Hi Sam, Thanks for all the great videos! I have a question about the prompt template. There seems to be all sorts of ideas about how to properly prompt LLama2. Your Prompt format looks like this: [INST] You are a Neuroscientist with a talent for explaining very complex subjects to lay people Chat History: {chat_history} Human: {user_input} Assistant:[/INST] Where as on the Huggingface guide to Lllama 2 prompting it has a slightly different format using an wrapped around the whole turn and closing the [/inst] tag right after the {user_input}, where on yours you include the Assistant: within the [/inst] Here's huggingface's version" [INST] {{ system_prompt }} {{ user_msg_1 }} [/INST] {{ model_answer_1 }} [INST] {{ user_msg_2 }} [/INST].... One more thing. There is a recent Replicate blog on (you guessed it!) A guide to prompting Llama 2 : ) where they say you don't want to use the Human: (to denote the human is speaking) and you only want to wrap the (humans) input in the [inst] not the ai's Here's their examp'e: correct_prompt_long = """\ [INST] Hi! [/INST] Hello! How are you? [INST] I'm great, thanks for asking. Could you help me with a task? [/INST] Of course, I'd be happy to help! . [INST] How much wood could a wood chuck chuck or something like that? [/INST] """ So I'm really confused as the correct way! : )

@samwitteveenai Жыл бұрын

Mine wasn't exactly like the Chat Models does it in the paper. Generally I explore for a while to I find what seems to work best.
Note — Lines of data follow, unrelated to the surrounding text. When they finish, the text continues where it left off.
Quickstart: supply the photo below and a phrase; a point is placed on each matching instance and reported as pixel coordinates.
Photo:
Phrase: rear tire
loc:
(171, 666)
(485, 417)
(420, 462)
Original I called it AI rather than Assistant but out of the blew it kept replying with "assistant: reply" etc. If you take a look at the Meta code you can see how they did it. I deliberately added things like "Chat History" to make it more compliant with the way LangChain does it. Usually I try to do what they paper or model card says and then in cases like this I tweaked. I hadn't seen the info about 'Human' I think I tried 'User:" at one point and it didn't seem to work well. hope this helps a bit.